SEMARANG, BMOnline – Klinik Umi Habibah yang berada di Jalan Syech Basharudin Ngempon, Rt 03 Rw 02, Kelurahan Ngempon, Kecamatan Bergas, Kabupaten Semarang, Jum’at (1/5/2020), kembali di buka, pasca dilakukan Karantina di klinik Umi Habibah selasai.

Diketahui sebelumnya, Seluruh dokter dan karyawan Klinik Umi Habibah pada tanggal 22 April hingga 30 April 2020, diminta oleh Dinkes Kabupaten Semarang untuk karantina di dalam klinik Umi Habibah.

Setelah menjalani karantina dan dua kali menjalani Rapidtest untuk seluruh karyawan beserta dokter Klinik Umi Habibah, dari hasil Rapidtes hasilnya negatif dari Covid-19.

Beritamerdekaonline.com berhasil mewawancarai dua dokter di Klinik Umi Habibah, terkait karantina yang baru selesai di jalani, yaitu Dokter Titik dan Dokter Trisno.

Foto : Penjaga Klinik Umi Habibah mengenakan APD. (Agus Hamzah).

Dikatakan Dokter Titik, saat itu dirinya bertugas dokter jaga, tiba tiba ada informasi, bahwa dokter dan seluruh karyawan diminta oleh Dinkes Kabupaten untuk menutup klinik, kemudian menjalani karantina di dalam klinik. 

“Selama karantina segala keperluan kami di sediakan, kemudian tanggal 23 April kami menjalani Rapid Test pertama dan terakhir kemarin tanggal 30 April 2020, kami kembali menjalani Rapidtest yang ke dua. Namun hasilnya semua negatif,” Kata Dokter Titik.

Senada dengan Dokter Titik, Dokter Trisno yang juga suami Dokter Titik menambahkan, dirinya di minta oleh Dinkes Kabupaten untuk selalu menggunakan APD,  termasuk kacamata pelindung,  untuk seluruh karyawan dan juga petugas jaga.

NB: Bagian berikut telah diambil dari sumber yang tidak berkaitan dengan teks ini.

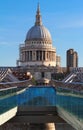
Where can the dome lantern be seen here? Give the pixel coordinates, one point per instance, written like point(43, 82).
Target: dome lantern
point(38, 17)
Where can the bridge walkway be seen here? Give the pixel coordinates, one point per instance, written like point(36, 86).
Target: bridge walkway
point(56, 103)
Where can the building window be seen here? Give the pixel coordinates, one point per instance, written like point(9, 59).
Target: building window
point(42, 74)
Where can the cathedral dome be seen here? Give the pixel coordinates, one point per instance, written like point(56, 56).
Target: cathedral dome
point(38, 32)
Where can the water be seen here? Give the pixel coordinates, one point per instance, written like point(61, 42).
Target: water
point(44, 96)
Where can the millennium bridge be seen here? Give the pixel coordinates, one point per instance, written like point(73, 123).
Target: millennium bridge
point(22, 102)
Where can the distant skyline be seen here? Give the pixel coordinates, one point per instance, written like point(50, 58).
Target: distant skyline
point(63, 18)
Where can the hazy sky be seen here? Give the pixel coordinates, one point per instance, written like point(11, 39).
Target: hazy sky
point(63, 18)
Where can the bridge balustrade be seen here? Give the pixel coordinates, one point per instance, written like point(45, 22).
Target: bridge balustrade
point(71, 101)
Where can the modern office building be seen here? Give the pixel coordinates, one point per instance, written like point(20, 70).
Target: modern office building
point(72, 58)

“Kami tidak tahu alasannya, kenapa kami harus menjalani katantina dan Rapid Test. Namun yang penting bagi kami, kami sudah jalani Rapidtest dua kali, semuanya hasil kami negatif, artinya aman untuk berobat di Klinik Umi Habibah ini,” Ungkap Dokter Trisno.

Dari pengamatan beritamerdekaonline, kondisi klinik tampak terlihat bersih, semua dokter dan karyawan mengenakan APD.  Serta kursi depan klinik di beri tali rafia untuk menjaga jarak antar pengunjung klinik. Kini Klinik Umi Habibah telah diijinkan kembali buka sejak 1 Mei 2020, dan tampak beberapa masyarakat sudah berobat dan membeli obat di Klinik Umi Habibah. (Agus Hamzah).